Many people make resolutions in January.
I didn’t.
I simply picked a word.
I picked a word to guide me into the new decade.
LOVE
This is my word.
I’m not talking about romantic love.
I’m talking about: Big Love, Agape Love, Self-Love.
And, mostly I am talking about Love of Life.
MY life.
The life I have in front of me.
The life I have been given.
The one that is vastly different than the one I imagined…
I am striving to love the moment I’m in.
I want to fall in love with the present (again).
I do not want to wish it away foolishly seeking more or less.
I will choose (again and again) to love the beautiful life I have.

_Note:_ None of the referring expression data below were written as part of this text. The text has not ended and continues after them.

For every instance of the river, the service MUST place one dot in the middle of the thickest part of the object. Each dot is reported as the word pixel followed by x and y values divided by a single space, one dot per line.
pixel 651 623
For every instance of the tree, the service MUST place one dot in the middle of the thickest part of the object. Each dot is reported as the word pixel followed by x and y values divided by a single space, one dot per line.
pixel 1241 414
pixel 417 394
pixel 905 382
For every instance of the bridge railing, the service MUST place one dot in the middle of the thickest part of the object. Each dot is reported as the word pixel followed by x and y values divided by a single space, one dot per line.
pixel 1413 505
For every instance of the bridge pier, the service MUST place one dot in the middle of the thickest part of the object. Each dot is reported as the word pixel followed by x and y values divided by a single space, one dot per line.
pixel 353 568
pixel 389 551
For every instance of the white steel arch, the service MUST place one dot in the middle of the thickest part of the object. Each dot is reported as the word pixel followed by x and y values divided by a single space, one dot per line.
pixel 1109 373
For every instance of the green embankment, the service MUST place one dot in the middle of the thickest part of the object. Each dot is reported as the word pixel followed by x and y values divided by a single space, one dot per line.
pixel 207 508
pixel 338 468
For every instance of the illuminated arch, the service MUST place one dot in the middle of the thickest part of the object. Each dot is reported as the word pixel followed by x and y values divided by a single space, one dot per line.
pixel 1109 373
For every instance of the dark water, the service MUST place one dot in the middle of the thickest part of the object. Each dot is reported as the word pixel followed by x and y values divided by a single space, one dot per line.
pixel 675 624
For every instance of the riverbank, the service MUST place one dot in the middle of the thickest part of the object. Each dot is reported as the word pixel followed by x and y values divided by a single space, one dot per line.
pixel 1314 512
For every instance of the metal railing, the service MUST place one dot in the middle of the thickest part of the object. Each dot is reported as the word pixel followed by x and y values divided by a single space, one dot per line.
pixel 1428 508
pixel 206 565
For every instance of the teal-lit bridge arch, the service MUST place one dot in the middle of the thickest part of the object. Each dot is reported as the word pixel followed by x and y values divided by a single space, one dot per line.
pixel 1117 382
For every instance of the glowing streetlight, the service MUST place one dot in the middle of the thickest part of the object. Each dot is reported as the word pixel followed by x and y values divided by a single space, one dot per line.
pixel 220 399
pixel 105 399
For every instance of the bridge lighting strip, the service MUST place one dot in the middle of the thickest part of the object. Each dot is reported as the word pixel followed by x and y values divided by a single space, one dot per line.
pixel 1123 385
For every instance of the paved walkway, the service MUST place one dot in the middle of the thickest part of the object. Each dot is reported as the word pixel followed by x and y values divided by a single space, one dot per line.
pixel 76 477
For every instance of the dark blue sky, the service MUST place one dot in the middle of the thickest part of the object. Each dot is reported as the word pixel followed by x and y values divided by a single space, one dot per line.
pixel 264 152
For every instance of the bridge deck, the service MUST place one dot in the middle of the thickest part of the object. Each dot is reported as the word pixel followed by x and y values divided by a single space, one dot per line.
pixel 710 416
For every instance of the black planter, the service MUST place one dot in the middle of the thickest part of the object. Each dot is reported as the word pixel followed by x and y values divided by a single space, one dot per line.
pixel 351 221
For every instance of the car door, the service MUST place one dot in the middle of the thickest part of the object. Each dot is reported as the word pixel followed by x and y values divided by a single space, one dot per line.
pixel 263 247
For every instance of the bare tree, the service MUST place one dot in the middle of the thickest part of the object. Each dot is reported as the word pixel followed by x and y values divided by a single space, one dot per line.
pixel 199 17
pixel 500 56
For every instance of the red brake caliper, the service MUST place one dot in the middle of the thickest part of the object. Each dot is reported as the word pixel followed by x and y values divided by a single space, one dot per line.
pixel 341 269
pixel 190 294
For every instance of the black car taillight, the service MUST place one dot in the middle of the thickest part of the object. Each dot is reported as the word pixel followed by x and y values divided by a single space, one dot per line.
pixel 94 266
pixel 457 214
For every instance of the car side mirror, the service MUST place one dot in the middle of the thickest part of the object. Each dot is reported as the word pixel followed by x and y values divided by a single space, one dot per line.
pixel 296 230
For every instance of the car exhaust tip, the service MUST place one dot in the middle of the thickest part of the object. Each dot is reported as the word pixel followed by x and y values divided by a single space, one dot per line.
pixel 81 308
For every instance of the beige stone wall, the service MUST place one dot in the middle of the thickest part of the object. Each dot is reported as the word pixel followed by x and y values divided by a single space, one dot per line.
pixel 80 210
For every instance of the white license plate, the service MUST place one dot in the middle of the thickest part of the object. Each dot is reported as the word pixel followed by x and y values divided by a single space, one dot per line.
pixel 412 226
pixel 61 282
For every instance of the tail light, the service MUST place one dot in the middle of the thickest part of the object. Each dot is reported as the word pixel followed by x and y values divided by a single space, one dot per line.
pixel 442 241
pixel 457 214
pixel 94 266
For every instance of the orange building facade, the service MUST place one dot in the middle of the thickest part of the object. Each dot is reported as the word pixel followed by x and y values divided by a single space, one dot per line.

Even though it’s not the life I imagined, I will accept it and learn to love it as completely as I loved Mike when he was alive.
I intend to live like it is the golden hour because how can I be sure it’s not.
Lofty?
Maybe.
But, I’m willing to give this alternate life a shot.
I am a fool for love.
He made me this.
Mike made me Love’s biggest Fan Girl.
I will learn to love my life as I loved him: wholly, madly, fiercely, completely, and unconditionally.
I will practice loving my life this way.
I will love my life the way he loved me when he was alive.
Love.
Love is my word today, for this coming year.
For this new decade.
For always.
In closing, I think that resolutions are bullshit; and this is why I don’t make them. I do, however, set goals. And, I work to achieve good and to be good.
Even without him, I can strive for these things. And, without him, I can still strive for love.
I can work to build a solid life around my grief. And, I can find a way to love life again, and so can you.
I can be loving in all that I do. I can be try to be the love he was to me. And, maybe one day I can even fall into love again.
Anything is possible.
Mike showed me this.
Mike modelled how to love life with wild abandon and that is exactly what his girl is going to do. I am going to live the best way I can.
I am going to put a smile on my face. I am going to laugh and love and live again.
It has been over three years and; finally, I am coming back to life.
I know he’s glad for this. He’s more than glad. He’s wanted this for me all along. I’ve wanted this too.